Clear paranoid note on labor and capital: standard rhetoric assumes labor is the little guy and capital is the big guy, and the pattern of stock ownership in the US bears this out. However, if the pattern shift and a much higher amount of stock is held by the majority of the people (probably through institutional means, especially "private savings accounts") look to the well- organized wealthy minority to find other ways of maintain their economic dominance - through executive compesation or other measures. One of the interesting things about bankrupt companies is that the capitalists are wiped out completely (stock owners) or receive small or negative returns (bond holders of varying precedence), while the "executive "laborers" may make out very well indeed, through golden parachutes and transition incentive plans.
Proposal.
- The first step in resolving the social security problem is to actually build on a principle that's makes actuarial sense. Here's one: in the first year that social security payouts would exceed social security payouts under the current, the total amount that is paid out is reduced until its in balance.

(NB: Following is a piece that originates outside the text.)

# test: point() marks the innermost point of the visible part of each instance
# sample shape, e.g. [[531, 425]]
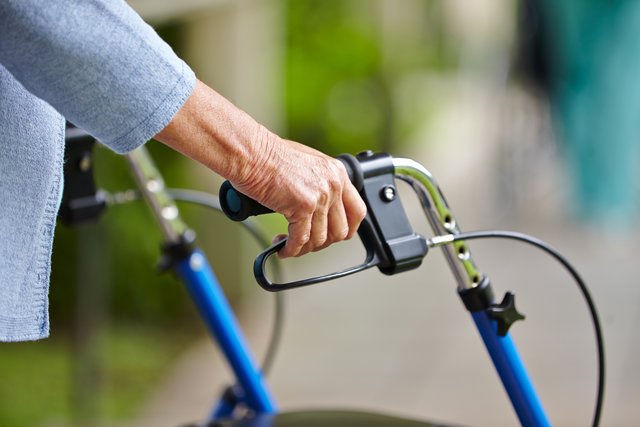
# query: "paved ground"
[[405, 345]]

- My preference is that this exclude the revenue from the bonds the social security trust has purchased with previous surpluses, since doing so would make the transition more gradual by not delaying it. The surplus is treated as a national asset and it is only slowly eroded by inflation. This plank isn't essential and is unlikely since it actually involves discipline in the present in favor of the future, not a popular strategy.
- Okay, now the fun part: Congress can now deal with the shortfall however it feels best, with any formula - it can raise payroll taxes to increase the money available for payouts; it can cut benefits or the rate of benfit increases evenly; it can favor lower income recipients or longtime recipients; it can delay retirement age; it can tax or means-test benefits. The only thing it can't do it cook the books and spend money that it doesn't have the guts to raise.
As far as private accounts is concerned, there is one hard way to increase the national savings rate, if that's actually a good idea: make retirement accounts on a tax-deferred or Roth basis mandatory, by payroll deduction. You want people to save 5% of their income - there ya go. People who aren't savings would allasudden have less money to spend - but, frankly my dears, that's the only thing saving is. There are no free lunches.